Ontario’s Endangered Species Act (ESA) marked its tenth anniversary this year.
Unfortunately, thanks to widespread delays and exemptions on the part of the government, the once-lauded Act has not aged well.
According to a report released today, the Ontario government has fundamentally undermined the ESA’s protections for the province’s most vulnerable species since first passing the Act in 2007.
Written by the David Suzuki Foundation, Ontario Nature and Ecojustice, the report follows the ESA’s ten-year progression from a “gold standard” law to one in need of major improvements.
A promising start
When Ontario passed the ESA in 2007, the Act was widely lauded as the gold standard for species protection in Canada.
Under the new ESA, the decision to list at-risk species was put in the hands of scientists, not politicians. Recovery strategies for listed species were to be prepared within strict timelines, and the habitat of threatened and endangered species were to receive automatic protection. Landowners and development proponents could apply for permits for activities that might harm at-risk species or their habitat, but only under strict conditions.
Sadly, the promise of a golden future for Ontario’s species did not last long. Ontario’s Ministry of Natural Resources and Forestry (MNRF) soon began dragging its feet on issuing recovery strategies for threatened and endangered species.
Recovery strategies are a vital part of the ESA’s scheme – they present science-based recommendations on protecting and recovering species. That is why the ESA requires the Minister to issue them within strict deadlines.
But instead of meeting these deadlines, delayed action by the MNRF has left numerous species in the lurch. As of September 2017, when Ecojustice lawyers filed a lawsuit against the Minister, recovery strategies were overdue for approximately 40 threatened and endangered species. In some cases, MNRF has missed its deadline by more than seven years.
That is way too long for species at imminent risk of disappearing from the province or from the planet.
Opening the door for exemptions
To make matters worse, in 2013 the provincial Cabinet approved a broad suite of regulatory exemptions to the ESA.
A wide variety of industries, including forestry, aggregate pits and quarries, early exploration mining, and hydroelectric generation can now operate without permits under the Act even when they harm species at risk and their habitat. All operators have to do is register for an exemption and create a plan to “minimize harm” to species at risk.
Given that the exempted industries include many of the most common activities that harm species at risk, it is hard to see how these requirements could allow vulnerable species to survive and recover.
Why we need to do better
The world is currently losing species at an astounding rate. Human-induced factors such as habitat loss, pollution, and climate change are driving unprecedented numbers of species to extinction, and causing catastrophic population declines among many others.
Ontario is no stranger to this crisis. There are more than 200 species at risk listed under the ESA.

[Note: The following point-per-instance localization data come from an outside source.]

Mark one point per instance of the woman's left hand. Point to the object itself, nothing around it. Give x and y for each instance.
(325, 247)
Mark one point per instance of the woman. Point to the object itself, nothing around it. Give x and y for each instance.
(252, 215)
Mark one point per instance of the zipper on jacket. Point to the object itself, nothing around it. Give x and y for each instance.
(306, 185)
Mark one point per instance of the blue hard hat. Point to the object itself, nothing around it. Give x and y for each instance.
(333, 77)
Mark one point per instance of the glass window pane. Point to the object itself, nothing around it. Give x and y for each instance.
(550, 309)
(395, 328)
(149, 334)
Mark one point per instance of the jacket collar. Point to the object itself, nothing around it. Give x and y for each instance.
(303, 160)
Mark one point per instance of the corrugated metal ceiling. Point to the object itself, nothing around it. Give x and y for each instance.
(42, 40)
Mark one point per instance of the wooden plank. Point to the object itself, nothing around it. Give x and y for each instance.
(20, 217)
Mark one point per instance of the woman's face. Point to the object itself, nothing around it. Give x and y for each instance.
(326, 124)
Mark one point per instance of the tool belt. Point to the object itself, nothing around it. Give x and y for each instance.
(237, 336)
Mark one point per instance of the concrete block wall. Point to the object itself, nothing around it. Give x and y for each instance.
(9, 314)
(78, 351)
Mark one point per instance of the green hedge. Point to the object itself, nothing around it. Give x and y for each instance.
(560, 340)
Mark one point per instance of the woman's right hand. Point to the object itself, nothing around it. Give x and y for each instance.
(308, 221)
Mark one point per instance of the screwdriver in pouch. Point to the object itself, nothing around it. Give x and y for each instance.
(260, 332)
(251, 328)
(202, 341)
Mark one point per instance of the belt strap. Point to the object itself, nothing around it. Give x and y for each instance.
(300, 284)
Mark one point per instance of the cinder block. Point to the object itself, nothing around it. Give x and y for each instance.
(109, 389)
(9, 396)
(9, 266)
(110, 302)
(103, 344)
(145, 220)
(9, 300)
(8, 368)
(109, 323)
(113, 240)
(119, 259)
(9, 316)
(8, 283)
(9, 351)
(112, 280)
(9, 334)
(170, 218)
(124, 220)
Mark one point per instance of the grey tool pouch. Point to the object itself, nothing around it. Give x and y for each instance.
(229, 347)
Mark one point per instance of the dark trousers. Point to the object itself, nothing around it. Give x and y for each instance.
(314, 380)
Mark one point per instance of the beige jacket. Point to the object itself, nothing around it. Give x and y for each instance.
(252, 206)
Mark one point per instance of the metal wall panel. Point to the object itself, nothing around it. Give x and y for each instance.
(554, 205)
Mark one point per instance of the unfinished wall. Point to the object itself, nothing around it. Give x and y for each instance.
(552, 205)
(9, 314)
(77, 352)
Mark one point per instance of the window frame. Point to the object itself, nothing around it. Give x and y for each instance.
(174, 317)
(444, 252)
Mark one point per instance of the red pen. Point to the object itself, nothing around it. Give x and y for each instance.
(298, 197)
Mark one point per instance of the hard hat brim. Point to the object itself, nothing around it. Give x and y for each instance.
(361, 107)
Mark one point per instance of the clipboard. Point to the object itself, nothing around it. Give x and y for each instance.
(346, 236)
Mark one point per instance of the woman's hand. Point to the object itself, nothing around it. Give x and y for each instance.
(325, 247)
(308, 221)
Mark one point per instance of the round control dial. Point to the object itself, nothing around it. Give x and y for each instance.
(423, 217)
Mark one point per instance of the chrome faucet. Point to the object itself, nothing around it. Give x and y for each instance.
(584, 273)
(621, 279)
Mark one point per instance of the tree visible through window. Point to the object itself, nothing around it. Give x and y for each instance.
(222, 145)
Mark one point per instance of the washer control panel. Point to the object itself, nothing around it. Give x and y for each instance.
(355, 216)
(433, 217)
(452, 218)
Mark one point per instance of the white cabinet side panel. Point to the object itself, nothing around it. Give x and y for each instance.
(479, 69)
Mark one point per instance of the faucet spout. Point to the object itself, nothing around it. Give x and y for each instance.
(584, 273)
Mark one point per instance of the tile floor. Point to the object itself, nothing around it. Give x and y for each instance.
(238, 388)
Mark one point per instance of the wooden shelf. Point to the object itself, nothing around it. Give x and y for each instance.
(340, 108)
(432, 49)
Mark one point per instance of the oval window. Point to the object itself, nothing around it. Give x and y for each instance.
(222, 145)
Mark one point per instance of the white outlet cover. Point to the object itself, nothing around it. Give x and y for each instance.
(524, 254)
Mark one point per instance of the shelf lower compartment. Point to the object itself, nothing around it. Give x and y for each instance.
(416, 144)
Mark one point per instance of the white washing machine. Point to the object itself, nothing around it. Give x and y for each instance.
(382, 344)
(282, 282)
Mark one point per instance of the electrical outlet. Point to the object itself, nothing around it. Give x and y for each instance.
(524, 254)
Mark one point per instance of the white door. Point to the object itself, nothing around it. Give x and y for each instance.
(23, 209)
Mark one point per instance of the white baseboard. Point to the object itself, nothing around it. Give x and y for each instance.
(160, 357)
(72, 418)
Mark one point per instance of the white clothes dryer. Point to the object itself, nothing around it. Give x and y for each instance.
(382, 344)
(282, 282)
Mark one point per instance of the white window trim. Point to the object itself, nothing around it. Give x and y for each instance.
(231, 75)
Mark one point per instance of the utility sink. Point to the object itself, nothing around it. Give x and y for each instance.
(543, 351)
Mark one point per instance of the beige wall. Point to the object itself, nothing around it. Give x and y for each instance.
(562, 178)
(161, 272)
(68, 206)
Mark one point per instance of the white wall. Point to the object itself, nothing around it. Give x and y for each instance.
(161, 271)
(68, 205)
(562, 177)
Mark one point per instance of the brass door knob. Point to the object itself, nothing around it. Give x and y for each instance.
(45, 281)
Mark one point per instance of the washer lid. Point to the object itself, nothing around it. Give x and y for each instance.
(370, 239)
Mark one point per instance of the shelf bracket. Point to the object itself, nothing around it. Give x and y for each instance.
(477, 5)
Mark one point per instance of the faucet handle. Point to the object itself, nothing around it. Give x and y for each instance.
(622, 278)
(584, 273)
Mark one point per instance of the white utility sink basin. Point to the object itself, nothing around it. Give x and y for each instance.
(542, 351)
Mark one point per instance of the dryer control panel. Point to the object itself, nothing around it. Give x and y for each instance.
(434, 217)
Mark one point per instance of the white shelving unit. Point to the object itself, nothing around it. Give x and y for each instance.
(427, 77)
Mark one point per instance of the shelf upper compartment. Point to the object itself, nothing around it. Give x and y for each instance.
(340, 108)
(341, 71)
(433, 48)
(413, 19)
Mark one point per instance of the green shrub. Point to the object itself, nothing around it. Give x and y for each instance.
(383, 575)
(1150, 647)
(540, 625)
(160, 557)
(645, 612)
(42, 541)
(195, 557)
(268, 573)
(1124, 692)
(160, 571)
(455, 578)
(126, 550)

For the sake of these species, we need to do better.
We believe that a fully implemented ESA could provide effective protection for our imperilled species. But the MNRF has chosen again and again to put industry’s interests first. In the meantime, Ontario’s species continue to decline as they wait for the protections they were promised ten years ago.
Ontario set the standard for species protection in Canada when it passed the ESA in 2007. Ten years later, we need the provincial government to rise to the occasion once more by prioritizing the protection and recovery of our most vulnerable species.